On December 20, after repeated negotiations between Urban Company and the beautician partners fell through, the latter staged a protest inside the Gurugram headquarters of the startup with the help of the All India Gig Workers Union (AIGWU).

The three points that have been the centre of the second protest are — 

  • A subscription model that means beauticians have to pay 2,000-5,000, in a sort of token format, where the money will be refundable subject to a beautician carrying out the specified number of tasks
  • An up to 10% discount to customers from the partners’ fees
  • Categorisation of the workers’ based on how much subscription fee they want to pay to the company into Flexi, Smart and Plus categories

A Civil Suit Calling Protests “Illegal”

After the workers staged the protests, Urban Company sent legal notices to four representatives, seeking restraint on “these people [all protestors] from holding any demonstration, dharna, rally, gherao, peace march, shouting slogans, entering or assembling on or near the office premises.” 

One of the workers, on condition of anonymity, told Inc42 that the startup had no representations on part of the beauticians, salon and spa workers, while drafting the 12-point agenda. She added that every time the protestors went to the management with their grievance regarding these three points, they were told that only a few of the partners are facing the problem, and not everyone, thus dismissing the case. 

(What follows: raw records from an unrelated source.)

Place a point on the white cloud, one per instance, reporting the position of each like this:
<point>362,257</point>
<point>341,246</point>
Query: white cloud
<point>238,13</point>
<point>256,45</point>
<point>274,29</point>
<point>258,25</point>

The gig worker alleged that for beauticians, UC is not a full-time job, and putting them in the category through subscription models hurts their overall earning. It binds them by “appointments” or jobs even if they don’t have the bandwidth.

“The suit, at this time, is only to intimidate the protestors,” another worker added. Along with the AIGWU, the protestors have also begun a social media campaign, calling the lawsuit a “shameful act” and seeking users to #BoycottUrbanCompany.

The development was first reported by Entrackr.